Les textes Nordiques bien qu’étant une transcription tardive de la tradition orale, se font écho de la relation du savoir, de l’immortalité, du pouvoir de divination et de sagesse avec l’élément liquide. Un peu comme si les anciens attribuaient au liquide un pouvoir de mémoire et de transmission.

L’histoire de Kvasir en est un exemple.

À l’origine existaient les Géants et les Dieux Vanes. Apparurent ensuite les dieux Ases, plus dynamiques, plus guerriers. Inévitable fut la confrontation, mais les batailles ne purent les départager malgré l’intervention de Odhinn.

La réconciliation s’opéra selon le rituel suivant : un chaudron fut préparé dans lequel chaque dieu Vanes et Ases crachat sa salive. Nous reconnaissons là un processus de mise en fermentation universel. Dans ce chaudron et de par cette fermentation, naquit un dieu nommé Kvasir. Il est le messager divin de la grande réconciliation, mais bien plus. Il est dépositaire de la grande sagesse, ce qui lui permet de répondre aux questions des Dieux comme à celle des Hommes. Il est investit du rôle de chaman, il permet aux humains de se réconcilier avec la Nature et les Dieux.

Mais les émotions étant ce qu’elles sont, cette célébrité rend jaloux les Nains. Aussi, deux d’entre eux décident de tuer Kvasir (n’oublions pas que les Dieux sont mortels). Ils le feront bien sûr par traîtrise. Ils lui tranchent la gorge, mais récupèrent son sang : car le sang est la vraie connaissance.
Ce sang est recueilli dans deux coupes nommées respectivement Bodu et Son. Puis les deux Nains vont mélanger à ce sang du miel pour donner un breuvage flamboyant. Dorénavant quiconque en boira aura le don du chant.
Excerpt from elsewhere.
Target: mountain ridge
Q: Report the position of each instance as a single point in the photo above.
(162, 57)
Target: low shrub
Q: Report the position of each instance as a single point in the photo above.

Il sera savant et poète.

Par de rocambolesques péripéties, les coupes contenant le breuvage se retrouveront sous la garde d’une Géante nommée : Gunlad.
Devenu objet de convoitise, le breuvage attise les passions. Le Dieu Odhinn lui-même le désire ardemment, mais la gardienne est terrible. Pourtant celui qui est parfois traité de fourbe et de rusé dans les Edda, va agir. Odhinn ourdit un plan machiavélique et sanglant pour parvenir à ses fins. Il va même jusqu’à séduire la Géante et couche trois nuits avec elle afin de ne pas éveiller de soupçons.

Finalement Gunlad offre une gorgée de l’hydromel dans lequel le sang de kvasir est dilué dans le miel. Mais à la stupéfaction de la Géante Odhinn avale toute la boisson.

Odhinn se transforme alors en aigle pour s’enfuir. Mais le père de la Géante surgit en fureur : lui aussi s’est transformé en aigle et pourchasse Odhinn.

Les deux aigles progressent rapidement, ils sont maintenant au-dessus d’Asgard, la demeure des Dieux. Mais le père de la géante a rattrapé Odhinn, et le pique de son bec acéré. Effrayé Odhinn laisse s’échapper de son bec le précieux breuvage et déglutit le reste. Dans l’action quelques gouttes s’échappent par l’arrière. Ce sera le breuvage des mauvais poètes. Quand aux Dieux, ils pourront chacun y tremper les lèvres mais pas plus, le breuvage étant trop fort.